Leading investment research house, Independent Investment Research (“IIR”), has today released their monthly Listed Investment Company (LIC) update for October. Australian equities had a weak month with the S&P/ASX 200 Accumulation Index down 2.1% for the month and 3.2% for the three months to 31 October 2016. This dragged down returns for the 12 months, although the index managed to record a gain of 6.1% for the 12 months to 31 October. Small caps gave up some of their gains and underperformed the broader market, with the Small Ordinaries Accumulation Index down 4.7% for the month and 4.8% over the past three months.

Australian large cap share focused LICs continued to underperform the broader market with an average portfolio return (pre-tax NTA plus dividends) of 2.3% for the sector over the past 12 months. Over the past five years this LIC sector has delivered an average portfolio return of 8.7%, slightly below the S&P/ASX 200 Accumulation Index return of 9.2%.

For investors seeking exposure to the Australian large cap market sector, two of the largest LICs in this space, Milton Corporation (MLT) and Argo Investments (ARG) offer good value trading close to pre-tax NTA at 31 October, and below their three-year average premium.

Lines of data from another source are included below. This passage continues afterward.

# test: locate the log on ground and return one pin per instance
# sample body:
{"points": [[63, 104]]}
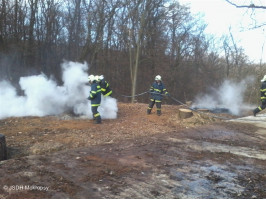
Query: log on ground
{"points": [[185, 113]]}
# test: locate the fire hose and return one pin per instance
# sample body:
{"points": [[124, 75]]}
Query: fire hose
{"points": [[195, 110]]}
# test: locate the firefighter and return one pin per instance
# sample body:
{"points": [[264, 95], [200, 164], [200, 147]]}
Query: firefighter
{"points": [[262, 97], [95, 98], [156, 90], [105, 87]]}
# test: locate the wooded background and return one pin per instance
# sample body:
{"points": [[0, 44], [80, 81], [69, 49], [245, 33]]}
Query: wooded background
{"points": [[128, 41]]}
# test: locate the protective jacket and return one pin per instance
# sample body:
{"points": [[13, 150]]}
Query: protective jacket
{"points": [[156, 90], [95, 94], [105, 87], [263, 91]]}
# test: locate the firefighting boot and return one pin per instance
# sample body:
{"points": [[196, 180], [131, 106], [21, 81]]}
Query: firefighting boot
{"points": [[255, 111]]}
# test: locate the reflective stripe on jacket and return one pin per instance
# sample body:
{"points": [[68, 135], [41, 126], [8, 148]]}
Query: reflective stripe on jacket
{"points": [[95, 94], [105, 87], [157, 89], [263, 91]]}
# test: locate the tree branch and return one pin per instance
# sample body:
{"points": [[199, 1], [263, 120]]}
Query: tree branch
{"points": [[246, 6]]}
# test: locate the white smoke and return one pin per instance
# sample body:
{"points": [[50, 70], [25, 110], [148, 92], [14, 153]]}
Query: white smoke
{"points": [[229, 95], [42, 96]]}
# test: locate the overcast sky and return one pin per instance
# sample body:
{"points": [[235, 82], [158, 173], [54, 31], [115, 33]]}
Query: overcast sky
{"points": [[220, 15]]}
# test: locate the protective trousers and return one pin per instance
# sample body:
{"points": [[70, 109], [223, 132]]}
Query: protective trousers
{"points": [[158, 105], [260, 108], [96, 114]]}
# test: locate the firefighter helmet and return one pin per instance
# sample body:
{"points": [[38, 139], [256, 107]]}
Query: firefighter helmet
{"points": [[101, 77], [91, 78], [158, 78]]}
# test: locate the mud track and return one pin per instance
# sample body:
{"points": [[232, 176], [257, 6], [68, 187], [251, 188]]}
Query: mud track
{"points": [[134, 156]]}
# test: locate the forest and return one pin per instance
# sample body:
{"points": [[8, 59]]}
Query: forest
{"points": [[128, 41]]}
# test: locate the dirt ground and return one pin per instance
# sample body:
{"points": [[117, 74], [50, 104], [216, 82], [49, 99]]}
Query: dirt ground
{"points": [[134, 156]]}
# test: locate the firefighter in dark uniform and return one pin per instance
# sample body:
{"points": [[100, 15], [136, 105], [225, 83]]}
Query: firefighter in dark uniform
{"points": [[156, 90], [262, 97], [105, 87], [95, 98]]}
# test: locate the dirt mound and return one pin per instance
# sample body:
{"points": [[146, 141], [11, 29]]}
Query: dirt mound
{"points": [[41, 135], [134, 156]]}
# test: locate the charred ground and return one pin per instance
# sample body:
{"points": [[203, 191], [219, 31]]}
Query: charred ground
{"points": [[133, 156]]}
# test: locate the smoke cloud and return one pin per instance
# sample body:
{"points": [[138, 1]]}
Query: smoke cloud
{"points": [[229, 95], [42, 96]]}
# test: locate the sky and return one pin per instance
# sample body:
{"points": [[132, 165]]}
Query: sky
{"points": [[220, 16]]}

The performance of small and mid focused LICs continues to reflect the strong performance of the small cap market sector. For the 12 months to 31 October 2016, the average portfolio return from these LICs was 11.9% compared to the Small Ordinaries Accumulation Index return of 14.9%

Returns from internationally focused LICs/LITs remain mixed, but mostly negative given the relative strength of the Australian dollar over the past 12 months and low returns from some overseas markets. The MSCI World Index (AUD) fell 5.1% for the 12 months to 31 October 2016.

IIR analyst Peter Rae, said: “October was an active quarter with the pipeline of listings, capital raisings and corporate action remaining strong. We saw Forager shareholders vote in favour of a December listing, Bailador announce a $17.45m equity raising, Thorney announcing the launch of a new technology LIC and Watermark launching a new global LIC.

“From a performance perspective, we continued to see the small and mid cap LICs outperform the large cap LICs, however the overall sector return was dragged down by a couple of outliers that delivered negative returns. Of the LICs that we cover, Contango MicroCap (CTN) remains at the top of the table with a 12 month portfolio return of 24.2%.

“While the short-term outlook for some of the large cap sectors remains uncertain, over the medium to long-term we would expect the Australian large cap share focused LICs to perform broadly in line with the market.” Mr Rae concluded.